Investigators are still working to map the full scope of the extremist networks operating online. The PNP has directed concerned units to strengthen ties with foreign law enforcement agencies, recognizing that these groups operate across borders and that no single country can track them alone. Nartatez committed the organization to ongoing monitoring of online threats targeting minors and promised continued collaboration with both local and international partners to identify and hold accountable those recruiting and radicalizing children through digital platforms.

What emerges from this announcement is a picture of a threat that has moved beyond the theoretical. Children are being targeted. Some have already been influenced. The police are signaling that they understand the scale and are asking parents to be their eyes and ears. The 911 line is now, in effect, a lifeline for families caught between their children's digital lives and the real-world consequences those lives can carry.

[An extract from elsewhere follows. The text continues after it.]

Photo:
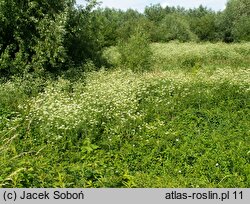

Our 911 is also a help line for the necessary intervention as a result of overexposure to online violence and other online activities
— PNP chief Gen. Jose Melencio C. Nartatez, Jr.
Let us work together to shield them from various online threats and guide them to a path that would strengthen their character
— PNP chief Gen. Jose Melencio C. Nartatez, Jr.
The Hearth Conversation Another angle on the story
Inventor

Why is the PNP framing this as a 911 matter rather than, say, a school counselor issue or a parenting workshop?

Model

Because they've found evidence that extremist groups are actively recruiting children through these platforms. This isn't about screen time management anymore—it's about radicalization. When a minor ends up involved in a gun attack, the police have to treat the pipeline that led there as a security threat.

Inventor

But calling 911 for a child addicted to violent games seems like it could overwhelm emergency services, doesn't it?

Model

That's a fair concern, but the PNP is positioning this as a help line for behavioral changes linked to online exposure, not just gaming itself. The distinction matters. They're asking parents to call when they see something shift—when a child becomes withdrawn, or suddenly hostile, or starts talking about things that don't sound like them.

Inventor

What does the connection to the Tacloban attack actually tell us about how these groups operate?

Model

It shows they're patient and methodical. They find vulnerable kids online, build relationships with them, introduce ideology gradually, and eventually move them toward real-world action. The groomer in that case wasn't just playing games with these minors—he was cultivating them.

Inventor

Is the PNP equipped to actually help when parents call, or is this more of a awareness campaign?

Model

They have the Women and Children Protection Desks at every station, and they're coordinating with schools. But honestly, the real work happens before the call—it's the parents noticing, the teachers noticing, the community noticing. The 911 line is the moment when you say, 'I can't handle this alone.'

Inventor

What happens to a child once that call is made?

Model

That depends on what the officers find. If there's evidence of contact with extremist recruiters, it becomes an investigation. If it's behavioral issues tied to gaming, they connect the family with counseling resources. The point is to intervene before the child moves from online radicalization to real-world action.